Hong Kong’s policies have also hobbled Cathay compared with rivals like Singapore Airlines, which expects passenger capacity to reach 51% of pre-Covid levels this month, thanks to the city-state’s “vaccinated travel lanes” linking other countries, Mr. Sum said.
Cathay has proved more vulnerable to the pandemic than many of its peers. The travel industry was thrown into turmoil as Covid-19 first spread from China in early 2020, sending passenger numbers plummeting world-wide. But as vaccination rates rose in developed economies, borders reopened, quarantine rules eased and air travel picked up. International passenger numbers are expected to reach 69% of pre-Covid levels in 2022, from 27% last year, the International Air Transport Association said this month.
Not in Hong Kong, where the government is obeying Beijing’s zero-Covid policy, with lengthy hotel quarantines for travelers as well as isolation for anyone testing positive for the virus. The tough restrictions are aimed at keeping infections in the city at zero in the hopes of reopening borders with the mainland, a key source of economic activity.
They have left the financial hub even more isolated from the rest of the global economy as the pandemic enters its third year and other countries open up. As well as hitting tourism, the government’s policies have dented Hong Kong’s image as an attractive place to live with extensive air connections essential to its role as a finance and trade hub—and which have also underpinned Cathay’s fortunes for more than seven decades.

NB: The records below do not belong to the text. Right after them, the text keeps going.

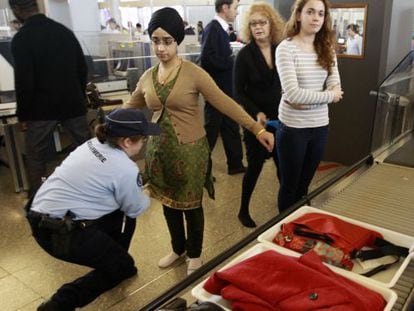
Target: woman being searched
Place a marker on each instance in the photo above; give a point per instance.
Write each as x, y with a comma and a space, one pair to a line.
257, 89
177, 162
308, 72
85, 212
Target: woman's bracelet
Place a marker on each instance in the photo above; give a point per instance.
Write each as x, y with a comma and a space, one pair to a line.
260, 132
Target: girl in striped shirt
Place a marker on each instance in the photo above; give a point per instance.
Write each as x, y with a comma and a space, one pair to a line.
308, 71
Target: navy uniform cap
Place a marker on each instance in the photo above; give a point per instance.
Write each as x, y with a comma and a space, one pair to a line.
127, 122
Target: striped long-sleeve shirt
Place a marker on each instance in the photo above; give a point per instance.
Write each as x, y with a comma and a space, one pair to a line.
304, 82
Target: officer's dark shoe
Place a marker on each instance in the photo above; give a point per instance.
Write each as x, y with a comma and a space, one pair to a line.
237, 170
50, 305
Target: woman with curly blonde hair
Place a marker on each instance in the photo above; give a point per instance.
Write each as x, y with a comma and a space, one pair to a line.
309, 76
257, 89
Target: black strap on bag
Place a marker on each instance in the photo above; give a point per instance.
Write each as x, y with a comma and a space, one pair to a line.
300, 230
384, 248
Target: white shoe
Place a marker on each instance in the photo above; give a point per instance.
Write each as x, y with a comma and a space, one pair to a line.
168, 260
193, 264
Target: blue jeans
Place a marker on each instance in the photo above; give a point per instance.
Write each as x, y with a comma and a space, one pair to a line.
300, 151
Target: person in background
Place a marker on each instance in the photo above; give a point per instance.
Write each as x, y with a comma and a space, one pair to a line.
200, 30
50, 81
112, 26
138, 29
85, 212
257, 88
309, 76
188, 30
232, 33
354, 42
217, 59
177, 162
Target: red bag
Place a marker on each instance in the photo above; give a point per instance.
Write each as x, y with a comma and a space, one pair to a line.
334, 240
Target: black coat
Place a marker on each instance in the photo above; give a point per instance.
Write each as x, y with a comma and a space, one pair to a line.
50, 71
256, 86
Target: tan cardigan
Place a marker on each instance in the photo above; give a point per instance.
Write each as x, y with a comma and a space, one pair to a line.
182, 103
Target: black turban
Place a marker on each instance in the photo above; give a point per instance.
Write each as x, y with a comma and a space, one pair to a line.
169, 20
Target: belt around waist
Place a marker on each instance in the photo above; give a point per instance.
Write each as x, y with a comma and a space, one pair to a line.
82, 223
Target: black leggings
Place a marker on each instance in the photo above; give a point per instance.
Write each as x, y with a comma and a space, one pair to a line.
256, 155
194, 218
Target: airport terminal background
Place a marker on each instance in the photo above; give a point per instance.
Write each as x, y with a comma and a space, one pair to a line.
375, 117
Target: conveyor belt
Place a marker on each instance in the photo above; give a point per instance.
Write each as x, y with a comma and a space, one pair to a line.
382, 196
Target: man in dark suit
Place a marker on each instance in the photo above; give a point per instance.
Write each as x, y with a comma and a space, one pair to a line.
50, 80
216, 58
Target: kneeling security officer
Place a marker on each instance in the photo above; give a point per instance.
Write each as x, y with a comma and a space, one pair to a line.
85, 212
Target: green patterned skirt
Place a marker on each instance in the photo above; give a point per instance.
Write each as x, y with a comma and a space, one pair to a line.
176, 173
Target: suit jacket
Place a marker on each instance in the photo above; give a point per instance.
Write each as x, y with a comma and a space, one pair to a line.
50, 71
216, 56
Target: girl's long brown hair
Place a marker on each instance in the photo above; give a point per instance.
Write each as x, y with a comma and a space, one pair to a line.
324, 40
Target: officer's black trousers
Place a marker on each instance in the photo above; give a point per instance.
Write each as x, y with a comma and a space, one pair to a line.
102, 247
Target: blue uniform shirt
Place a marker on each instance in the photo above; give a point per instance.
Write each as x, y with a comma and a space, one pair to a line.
94, 180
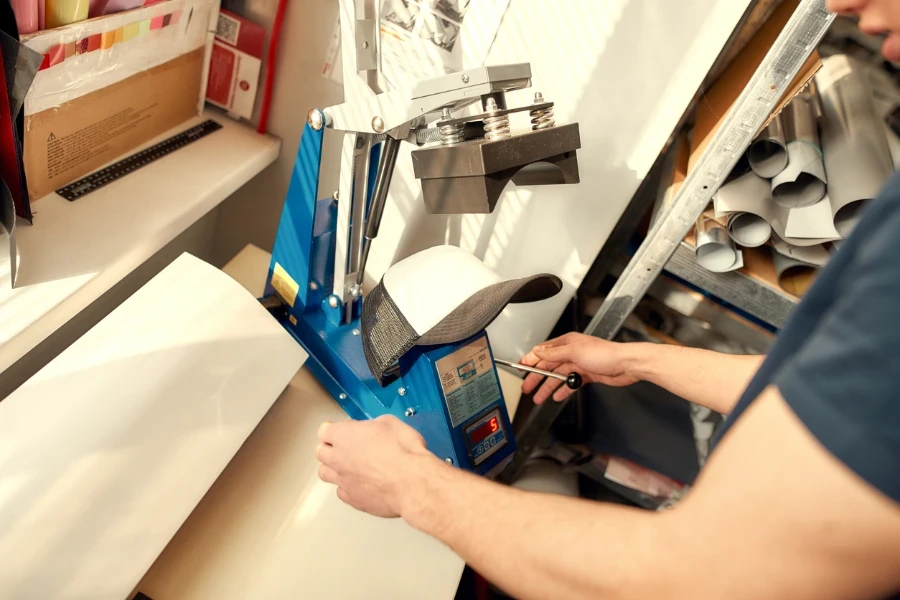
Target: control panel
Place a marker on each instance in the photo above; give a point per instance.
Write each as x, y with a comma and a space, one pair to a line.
456, 403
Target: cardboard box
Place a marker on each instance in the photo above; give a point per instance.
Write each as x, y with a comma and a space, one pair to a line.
111, 84
716, 102
235, 64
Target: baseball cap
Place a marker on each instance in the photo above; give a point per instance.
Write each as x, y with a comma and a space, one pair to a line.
441, 295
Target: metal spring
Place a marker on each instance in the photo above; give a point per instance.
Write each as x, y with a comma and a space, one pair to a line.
496, 127
452, 133
542, 118
425, 136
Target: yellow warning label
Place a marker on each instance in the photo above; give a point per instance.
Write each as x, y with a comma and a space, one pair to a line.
284, 285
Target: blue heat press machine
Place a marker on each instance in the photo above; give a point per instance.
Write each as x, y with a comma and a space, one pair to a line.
314, 285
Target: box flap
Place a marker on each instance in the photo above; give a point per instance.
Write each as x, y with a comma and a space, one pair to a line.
716, 102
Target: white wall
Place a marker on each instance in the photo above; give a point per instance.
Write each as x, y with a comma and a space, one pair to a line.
624, 69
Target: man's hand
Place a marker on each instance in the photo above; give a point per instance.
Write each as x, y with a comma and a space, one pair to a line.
597, 360
373, 463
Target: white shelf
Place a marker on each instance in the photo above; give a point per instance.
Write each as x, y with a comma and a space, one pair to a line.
76, 251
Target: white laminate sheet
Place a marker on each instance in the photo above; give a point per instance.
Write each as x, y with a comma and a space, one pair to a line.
106, 451
270, 529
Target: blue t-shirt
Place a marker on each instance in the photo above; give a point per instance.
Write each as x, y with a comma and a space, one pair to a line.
837, 360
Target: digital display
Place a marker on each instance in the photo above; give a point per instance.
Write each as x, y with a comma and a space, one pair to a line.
484, 430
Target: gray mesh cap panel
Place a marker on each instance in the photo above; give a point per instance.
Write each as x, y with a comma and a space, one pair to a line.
481, 308
386, 334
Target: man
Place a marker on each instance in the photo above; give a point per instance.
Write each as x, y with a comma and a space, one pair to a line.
801, 498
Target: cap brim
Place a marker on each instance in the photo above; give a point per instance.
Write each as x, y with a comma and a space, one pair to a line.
480, 309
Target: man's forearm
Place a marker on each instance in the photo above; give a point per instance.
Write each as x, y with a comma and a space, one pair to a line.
711, 379
535, 545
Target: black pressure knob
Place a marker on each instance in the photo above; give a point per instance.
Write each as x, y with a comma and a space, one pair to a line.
574, 381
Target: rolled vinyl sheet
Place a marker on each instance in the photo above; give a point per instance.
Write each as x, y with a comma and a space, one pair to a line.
802, 182
750, 193
857, 157
768, 154
715, 251
812, 255
748, 230
793, 276
811, 222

Despite the restrictions, Hong Kong is battling its worst-ever wave of infections. City leader Carrie Lam has threatened to hold Cathay to account for any lapses by aircrew that allowed the Omicron strain of the virus into the city. Omicron later spread to hundreds of nursing homes, and the low vaccination rate among the city’s elderly has driven the death rate to the highest in the world.

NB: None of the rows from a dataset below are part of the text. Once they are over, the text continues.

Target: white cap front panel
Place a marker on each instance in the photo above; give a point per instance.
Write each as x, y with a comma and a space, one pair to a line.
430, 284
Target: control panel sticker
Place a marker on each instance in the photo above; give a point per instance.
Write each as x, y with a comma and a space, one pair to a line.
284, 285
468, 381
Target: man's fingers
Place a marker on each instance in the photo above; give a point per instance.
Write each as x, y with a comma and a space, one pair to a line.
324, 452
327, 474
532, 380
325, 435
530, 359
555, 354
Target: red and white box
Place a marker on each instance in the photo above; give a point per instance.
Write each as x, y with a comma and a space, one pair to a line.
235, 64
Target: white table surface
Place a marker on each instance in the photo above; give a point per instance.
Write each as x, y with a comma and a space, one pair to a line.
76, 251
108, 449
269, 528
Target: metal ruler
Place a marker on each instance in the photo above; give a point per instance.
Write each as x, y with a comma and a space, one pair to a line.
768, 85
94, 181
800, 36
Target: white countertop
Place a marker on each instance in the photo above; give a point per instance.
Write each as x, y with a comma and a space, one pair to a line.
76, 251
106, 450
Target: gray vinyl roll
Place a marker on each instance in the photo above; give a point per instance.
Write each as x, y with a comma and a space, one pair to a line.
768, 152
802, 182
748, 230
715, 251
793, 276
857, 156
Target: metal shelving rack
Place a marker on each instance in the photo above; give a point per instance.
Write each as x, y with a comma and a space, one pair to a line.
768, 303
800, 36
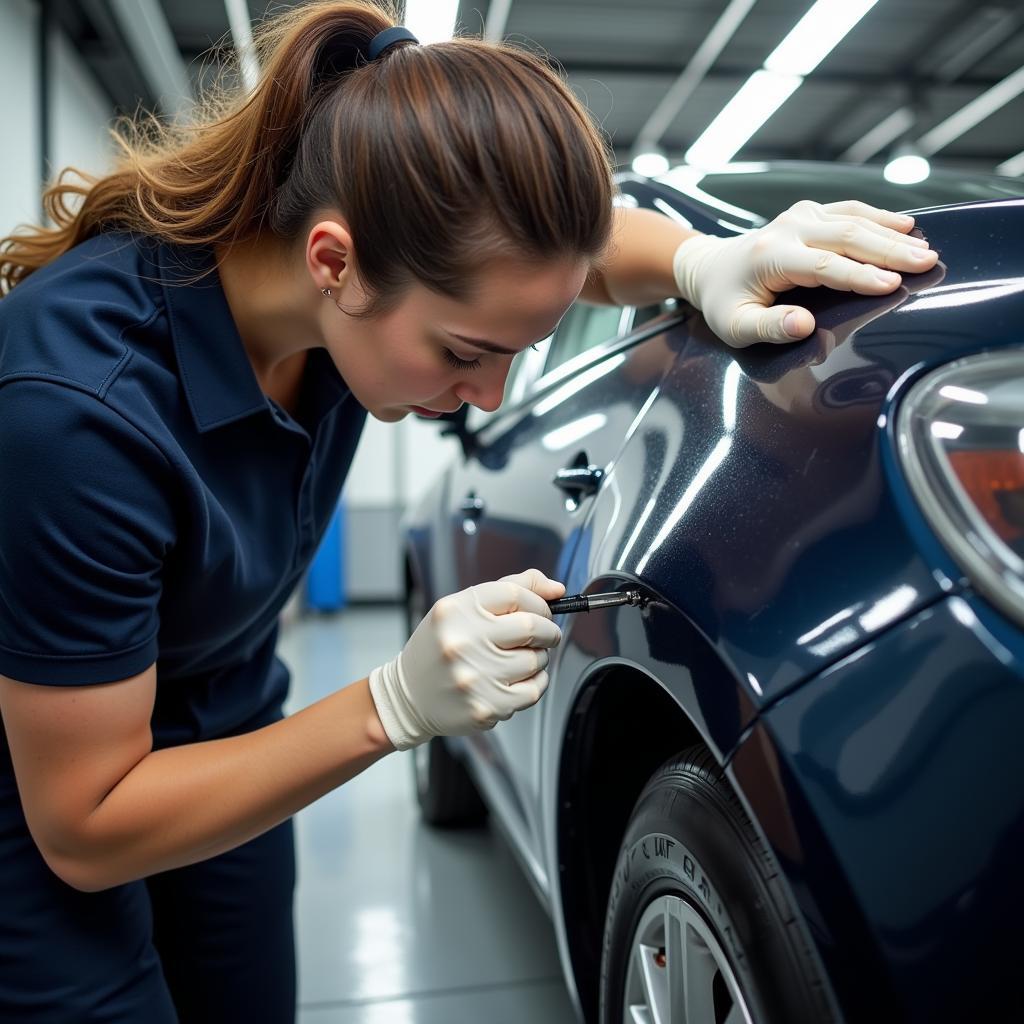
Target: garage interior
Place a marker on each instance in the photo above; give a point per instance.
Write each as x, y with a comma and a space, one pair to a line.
398, 923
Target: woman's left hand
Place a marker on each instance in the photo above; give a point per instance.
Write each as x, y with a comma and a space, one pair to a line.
848, 246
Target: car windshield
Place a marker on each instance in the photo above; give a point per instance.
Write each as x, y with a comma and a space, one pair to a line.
767, 189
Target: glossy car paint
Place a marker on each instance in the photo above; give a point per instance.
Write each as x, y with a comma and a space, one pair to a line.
890, 790
753, 496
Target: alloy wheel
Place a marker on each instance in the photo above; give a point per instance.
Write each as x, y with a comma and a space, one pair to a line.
678, 971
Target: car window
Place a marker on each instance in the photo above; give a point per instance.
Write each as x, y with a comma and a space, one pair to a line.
582, 328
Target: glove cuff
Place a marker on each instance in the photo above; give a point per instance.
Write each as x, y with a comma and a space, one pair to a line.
686, 262
386, 690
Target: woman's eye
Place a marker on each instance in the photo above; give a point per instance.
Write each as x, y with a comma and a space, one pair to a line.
461, 364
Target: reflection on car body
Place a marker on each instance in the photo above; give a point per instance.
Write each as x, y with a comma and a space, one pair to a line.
791, 785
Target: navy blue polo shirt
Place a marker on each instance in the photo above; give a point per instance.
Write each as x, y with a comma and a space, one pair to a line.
155, 504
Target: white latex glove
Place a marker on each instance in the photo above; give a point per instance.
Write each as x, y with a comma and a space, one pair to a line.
733, 282
476, 658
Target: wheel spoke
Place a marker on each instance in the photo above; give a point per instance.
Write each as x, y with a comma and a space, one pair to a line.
699, 969
674, 953
655, 986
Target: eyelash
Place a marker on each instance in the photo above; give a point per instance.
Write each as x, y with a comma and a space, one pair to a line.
461, 364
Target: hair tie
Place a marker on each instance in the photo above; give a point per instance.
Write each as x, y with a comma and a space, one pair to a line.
387, 38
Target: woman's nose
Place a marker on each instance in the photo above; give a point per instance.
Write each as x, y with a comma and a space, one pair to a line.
485, 392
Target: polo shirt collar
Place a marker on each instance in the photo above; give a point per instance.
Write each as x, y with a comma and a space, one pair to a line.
218, 379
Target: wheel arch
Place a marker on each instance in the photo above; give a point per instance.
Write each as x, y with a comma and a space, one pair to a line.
623, 726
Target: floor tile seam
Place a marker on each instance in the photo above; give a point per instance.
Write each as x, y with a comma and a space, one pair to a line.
432, 993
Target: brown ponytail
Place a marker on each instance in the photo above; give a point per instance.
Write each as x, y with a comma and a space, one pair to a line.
439, 157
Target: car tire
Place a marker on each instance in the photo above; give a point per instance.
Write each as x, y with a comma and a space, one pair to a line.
697, 921
446, 795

Cathay has fired two workers for breaching quarantine rules, while Mr. Healy said the airline’s crews spent more than 62,000 nights in quarantine hotels in 2021, taking more than 230,000 Covid tests with only 16 positive cases—even though they were traveling continuously to some of the world’s highest-risk destinations.

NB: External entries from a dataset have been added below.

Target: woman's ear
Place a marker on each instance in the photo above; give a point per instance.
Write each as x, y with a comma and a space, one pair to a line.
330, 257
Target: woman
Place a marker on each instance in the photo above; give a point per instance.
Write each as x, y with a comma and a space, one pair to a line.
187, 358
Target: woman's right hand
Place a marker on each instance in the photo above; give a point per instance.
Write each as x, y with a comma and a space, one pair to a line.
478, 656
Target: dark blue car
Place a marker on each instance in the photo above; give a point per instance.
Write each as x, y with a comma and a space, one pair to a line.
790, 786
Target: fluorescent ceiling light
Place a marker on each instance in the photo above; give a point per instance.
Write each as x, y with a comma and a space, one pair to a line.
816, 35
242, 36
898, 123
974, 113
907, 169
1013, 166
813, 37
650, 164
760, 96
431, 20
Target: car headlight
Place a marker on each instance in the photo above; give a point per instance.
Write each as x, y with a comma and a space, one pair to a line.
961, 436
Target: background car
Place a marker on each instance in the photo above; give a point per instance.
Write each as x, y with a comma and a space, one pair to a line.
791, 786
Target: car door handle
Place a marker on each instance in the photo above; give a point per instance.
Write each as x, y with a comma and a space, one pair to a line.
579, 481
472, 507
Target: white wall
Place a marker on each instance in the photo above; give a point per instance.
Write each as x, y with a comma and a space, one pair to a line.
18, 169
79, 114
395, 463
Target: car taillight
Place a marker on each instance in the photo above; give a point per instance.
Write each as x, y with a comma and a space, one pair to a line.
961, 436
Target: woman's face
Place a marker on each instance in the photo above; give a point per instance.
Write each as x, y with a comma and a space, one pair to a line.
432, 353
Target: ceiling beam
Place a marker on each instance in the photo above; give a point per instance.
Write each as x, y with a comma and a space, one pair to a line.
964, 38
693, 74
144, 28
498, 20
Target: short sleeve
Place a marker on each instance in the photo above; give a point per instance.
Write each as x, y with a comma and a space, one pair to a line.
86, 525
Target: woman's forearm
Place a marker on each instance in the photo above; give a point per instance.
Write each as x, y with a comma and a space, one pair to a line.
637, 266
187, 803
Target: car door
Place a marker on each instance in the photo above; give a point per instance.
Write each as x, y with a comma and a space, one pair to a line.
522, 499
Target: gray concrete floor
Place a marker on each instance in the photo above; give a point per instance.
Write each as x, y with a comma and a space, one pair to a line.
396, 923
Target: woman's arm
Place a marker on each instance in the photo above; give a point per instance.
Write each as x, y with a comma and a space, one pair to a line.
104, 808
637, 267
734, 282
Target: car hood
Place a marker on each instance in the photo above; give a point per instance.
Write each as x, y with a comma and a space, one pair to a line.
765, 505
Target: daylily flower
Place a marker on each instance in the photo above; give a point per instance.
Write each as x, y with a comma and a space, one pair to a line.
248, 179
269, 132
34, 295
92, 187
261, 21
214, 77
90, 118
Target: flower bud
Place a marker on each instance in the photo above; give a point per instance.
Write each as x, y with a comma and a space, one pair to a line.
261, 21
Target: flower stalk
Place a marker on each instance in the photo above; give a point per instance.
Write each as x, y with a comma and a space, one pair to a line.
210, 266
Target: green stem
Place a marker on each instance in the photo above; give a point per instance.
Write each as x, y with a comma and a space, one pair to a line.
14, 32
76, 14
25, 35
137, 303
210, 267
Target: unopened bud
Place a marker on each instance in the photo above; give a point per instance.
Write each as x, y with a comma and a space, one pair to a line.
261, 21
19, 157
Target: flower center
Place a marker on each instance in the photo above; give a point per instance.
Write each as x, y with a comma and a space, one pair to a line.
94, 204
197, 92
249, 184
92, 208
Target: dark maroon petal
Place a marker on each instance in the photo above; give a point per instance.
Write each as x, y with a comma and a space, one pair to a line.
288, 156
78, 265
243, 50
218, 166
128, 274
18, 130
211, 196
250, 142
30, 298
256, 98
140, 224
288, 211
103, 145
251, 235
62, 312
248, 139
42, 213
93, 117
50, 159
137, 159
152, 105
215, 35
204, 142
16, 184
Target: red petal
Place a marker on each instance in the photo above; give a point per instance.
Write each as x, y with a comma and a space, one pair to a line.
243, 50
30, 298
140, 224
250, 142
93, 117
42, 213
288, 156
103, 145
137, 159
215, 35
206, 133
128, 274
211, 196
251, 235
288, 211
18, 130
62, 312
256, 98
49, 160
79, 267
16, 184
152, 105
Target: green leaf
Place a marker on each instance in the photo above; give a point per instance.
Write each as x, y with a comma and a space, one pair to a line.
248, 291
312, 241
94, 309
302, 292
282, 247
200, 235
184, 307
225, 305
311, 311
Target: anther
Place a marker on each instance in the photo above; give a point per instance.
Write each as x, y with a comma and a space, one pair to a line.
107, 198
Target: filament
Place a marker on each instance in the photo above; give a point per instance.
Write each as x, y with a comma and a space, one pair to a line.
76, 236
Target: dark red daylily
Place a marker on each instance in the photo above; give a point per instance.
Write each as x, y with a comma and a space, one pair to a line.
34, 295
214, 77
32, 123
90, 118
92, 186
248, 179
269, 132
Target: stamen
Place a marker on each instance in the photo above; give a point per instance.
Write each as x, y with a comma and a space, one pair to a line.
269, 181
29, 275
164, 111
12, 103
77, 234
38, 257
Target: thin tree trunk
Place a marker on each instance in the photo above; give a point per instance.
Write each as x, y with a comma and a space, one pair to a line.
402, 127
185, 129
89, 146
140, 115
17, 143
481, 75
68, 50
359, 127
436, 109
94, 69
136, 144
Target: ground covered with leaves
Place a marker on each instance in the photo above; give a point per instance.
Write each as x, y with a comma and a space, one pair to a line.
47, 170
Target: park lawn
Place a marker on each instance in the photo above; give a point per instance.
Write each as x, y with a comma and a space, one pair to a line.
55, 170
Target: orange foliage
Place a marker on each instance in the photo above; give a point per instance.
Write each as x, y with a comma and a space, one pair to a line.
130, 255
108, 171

In January 2020, weeks before the coronavirus crisis erupted, Cathay’s fleet carried three million passengers. By March, volumes were a 10th that. And in April, it carried fewer than 14,000 passengers, or 450 people a day. Cathay announced a $5 billion government-led bailout in June 2020.
Faced with plunging revenues, Cathay has made deep cuts to staffing, reducing its overall head count by 37% from pre-pandemic levels to around 21,600 people world-wide by the end of last year. Executives saw pay cuts for the whole of 2021, and 80% of staff took part in the company’s third unpaid-leave scheme in the first half of that year, the airline said. Nonfuel costs fell by about one-quarter for the year, it said.
The impact from January’s new measures can already be seen. Cargo operations slumped to 20% of pre-pandemic levels in January, down from 65% last year.
Hong Kong also in January banned flights from eight countries including the U.S. and the U.K., which the airline says are among its most important markets. The government followed that a week later by barring transit flights from 150 destinations.
In January, Cathay carried fewer than 800 people a day on average, the lowest number since May last year—and only enough to fill two of its Boeing 777 long-haul jets.
Cathay has already cut flights into Hong Kong. This month, it is offering one or two a week from other Asian locations, and none from Europe and North America. Travel is more open with mainland China, but Cathay only flies daily from Beijing and Shanghai.
The airline said earlier this year that it expects to burn through the equivalent of $192.6 million more cash a month from February.